WICHITA, Kan. -- Chicago Cubs prospect Ben Christensen settled a lawsuit Tuesday filed by Anthony Molina, the batter standing in the on-deck circle when beaned by a warmup pitch in a college game three years ago.
Molina was preparing to lead off for Evansville in game against Wichita State on April 23, 1999. Standing 24 feet from home plate, he was hit in the left eye by a fastball that he said was deliberately thrown by Christensen, who claimed Molina was timing his pitches. Molina sustained skull fractures and numerous eye injuries.
Lawyers on both sides described the settlement as ''substantial but confidential.'' Molina had sued Christensen for $2 million in damages.
The agreement was reached as jurors waited outside the courtroom for the start of trial. Molina decided to settle after Sedgwick County District Court Judge Paul Clark ruled Monday that Molina would have to prove Christensen intended to injure him -- a difficult standard to meet.
''I didn't feel we would get a fair trial in Wichita. ... It is like playing baseball at Wichita State,'' Molina said.
Christensen declined comment. His lawyer, Steve Robison, said Molina's claim of unfairness was ''ridiculous.''
''Sedgwick County has fair judges, fair juries and I am offended to hear anybody say they can't get a fair trial in Sedgwick County,'' Robison said.
Christensen, 21-1 in three years at Wichita State, was the Chicago Cubs' first-round pick in the 1999 draft. He is expected to start this year with the Triple-A Iowa Cubs.
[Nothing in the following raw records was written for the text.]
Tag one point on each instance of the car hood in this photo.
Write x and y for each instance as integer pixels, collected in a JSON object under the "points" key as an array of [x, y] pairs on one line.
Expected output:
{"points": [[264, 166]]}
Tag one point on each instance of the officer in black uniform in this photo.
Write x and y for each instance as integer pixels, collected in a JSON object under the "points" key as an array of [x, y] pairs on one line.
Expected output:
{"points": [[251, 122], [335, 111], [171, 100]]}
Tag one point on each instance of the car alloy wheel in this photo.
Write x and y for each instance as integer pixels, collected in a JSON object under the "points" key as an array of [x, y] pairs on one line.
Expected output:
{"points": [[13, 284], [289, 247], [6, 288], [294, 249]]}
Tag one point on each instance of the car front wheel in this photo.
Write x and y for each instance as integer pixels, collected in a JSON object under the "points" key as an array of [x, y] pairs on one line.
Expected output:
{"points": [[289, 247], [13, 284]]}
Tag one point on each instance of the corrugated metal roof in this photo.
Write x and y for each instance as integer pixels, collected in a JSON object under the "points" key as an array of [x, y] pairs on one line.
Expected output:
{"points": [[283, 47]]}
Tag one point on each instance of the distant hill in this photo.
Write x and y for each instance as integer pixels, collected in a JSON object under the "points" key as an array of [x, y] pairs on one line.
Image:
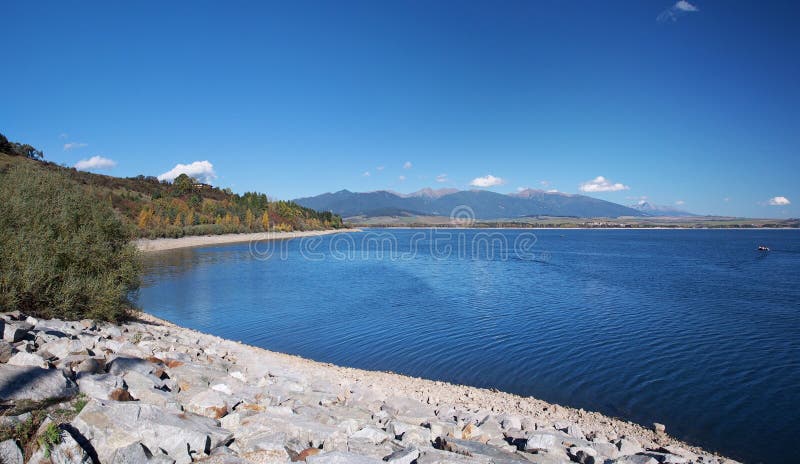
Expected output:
{"points": [[660, 210], [153, 208], [484, 204]]}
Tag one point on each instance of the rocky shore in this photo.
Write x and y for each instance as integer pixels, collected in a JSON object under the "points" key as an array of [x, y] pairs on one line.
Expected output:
{"points": [[148, 391]]}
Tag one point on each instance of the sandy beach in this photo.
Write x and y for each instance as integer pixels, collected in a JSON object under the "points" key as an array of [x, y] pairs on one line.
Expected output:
{"points": [[162, 244]]}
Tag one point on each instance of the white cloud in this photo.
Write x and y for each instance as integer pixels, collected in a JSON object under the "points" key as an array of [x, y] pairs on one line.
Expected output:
{"points": [[487, 181], [73, 145], [779, 201], [95, 163], [680, 8], [601, 184], [200, 170], [683, 5]]}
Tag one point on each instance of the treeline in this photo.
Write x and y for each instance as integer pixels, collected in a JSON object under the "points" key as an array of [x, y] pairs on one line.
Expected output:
{"points": [[151, 208], [180, 209], [19, 149]]}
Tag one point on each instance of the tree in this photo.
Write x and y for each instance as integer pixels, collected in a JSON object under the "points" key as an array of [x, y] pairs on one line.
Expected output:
{"points": [[265, 221], [64, 253], [249, 219]]}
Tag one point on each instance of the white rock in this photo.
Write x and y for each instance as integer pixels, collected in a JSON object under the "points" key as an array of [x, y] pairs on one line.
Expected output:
{"points": [[372, 434], [339, 457], [23, 358], [10, 453], [34, 383], [111, 425]]}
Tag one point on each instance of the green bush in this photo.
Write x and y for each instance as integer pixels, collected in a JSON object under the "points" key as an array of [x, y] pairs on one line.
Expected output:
{"points": [[63, 251]]}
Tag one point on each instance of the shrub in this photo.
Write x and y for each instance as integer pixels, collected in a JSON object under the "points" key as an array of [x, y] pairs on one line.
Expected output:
{"points": [[63, 251]]}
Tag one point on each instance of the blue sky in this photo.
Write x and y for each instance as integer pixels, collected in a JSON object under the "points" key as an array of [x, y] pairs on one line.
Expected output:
{"points": [[696, 103]]}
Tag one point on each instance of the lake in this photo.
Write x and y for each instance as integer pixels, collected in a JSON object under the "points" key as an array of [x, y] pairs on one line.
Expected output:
{"points": [[691, 328]]}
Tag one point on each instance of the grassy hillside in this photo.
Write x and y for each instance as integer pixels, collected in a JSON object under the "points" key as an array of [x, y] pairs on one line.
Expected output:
{"points": [[159, 209]]}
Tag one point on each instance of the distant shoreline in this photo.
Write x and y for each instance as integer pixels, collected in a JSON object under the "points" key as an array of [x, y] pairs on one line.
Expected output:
{"points": [[361, 227], [164, 244]]}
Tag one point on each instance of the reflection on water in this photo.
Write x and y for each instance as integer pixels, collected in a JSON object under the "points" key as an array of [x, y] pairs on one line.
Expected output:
{"points": [[694, 329]]}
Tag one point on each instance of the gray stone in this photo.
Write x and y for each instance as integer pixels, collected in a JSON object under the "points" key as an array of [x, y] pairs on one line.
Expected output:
{"points": [[665, 458], [584, 455], [122, 365], [511, 422], [135, 453], [340, 457], [10, 453], [149, 389], [417, 436], [99, 386], [6, 350], [24, 358], [209, 403], [628, 446], [482, 450], [34, 383], [606, 450], [635, 459], [111, 425], [435, 456], [15, 331], [63, 347], [408, 410], [68, 451], [403, 456], [372, 434], [89, 366], [542, 441], [297, 428]]}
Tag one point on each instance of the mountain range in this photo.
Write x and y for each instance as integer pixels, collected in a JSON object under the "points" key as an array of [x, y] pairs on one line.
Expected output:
{"points": [[660, 210], [484, 204]]}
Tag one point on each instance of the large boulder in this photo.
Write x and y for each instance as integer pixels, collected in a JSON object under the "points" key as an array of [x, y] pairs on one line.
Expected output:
{"points": [[339, 457], [6, 351], [23, 358], [34, 383], [111, 425], [15, 331], [100, 386], [69, 451]]}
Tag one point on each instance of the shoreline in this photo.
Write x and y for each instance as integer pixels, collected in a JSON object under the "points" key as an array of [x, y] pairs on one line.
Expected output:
{"points": [[164, 244], [151, 386]]}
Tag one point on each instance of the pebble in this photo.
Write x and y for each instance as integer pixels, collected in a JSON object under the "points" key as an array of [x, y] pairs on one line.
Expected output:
{"points": [[158, 393]]}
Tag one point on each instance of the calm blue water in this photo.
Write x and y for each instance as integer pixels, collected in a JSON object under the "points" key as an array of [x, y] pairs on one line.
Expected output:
{"points": [[692, 328]]}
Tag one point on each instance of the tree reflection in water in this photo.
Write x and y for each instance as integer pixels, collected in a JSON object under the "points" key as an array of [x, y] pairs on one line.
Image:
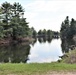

Molina also has a lawsuit pending in federal court in Kansas City, Kan., accusing Wichita State coach Gene Stephenson and pitching coach Brent Kemnitz of negligence. Tuesday's agreement also settled the claims against Christensen in that case.
Kemnitz was suspended by the Missouri Valley Conference after admitting that he advised pitchers to throw at on-deck batters if they appeared to be timing pitches.
Ted Ayres, a lawyer for Wichita State, said last week that neither Stephenson nor Kemnitz should be liable because they work for the state and receive special legal immunities.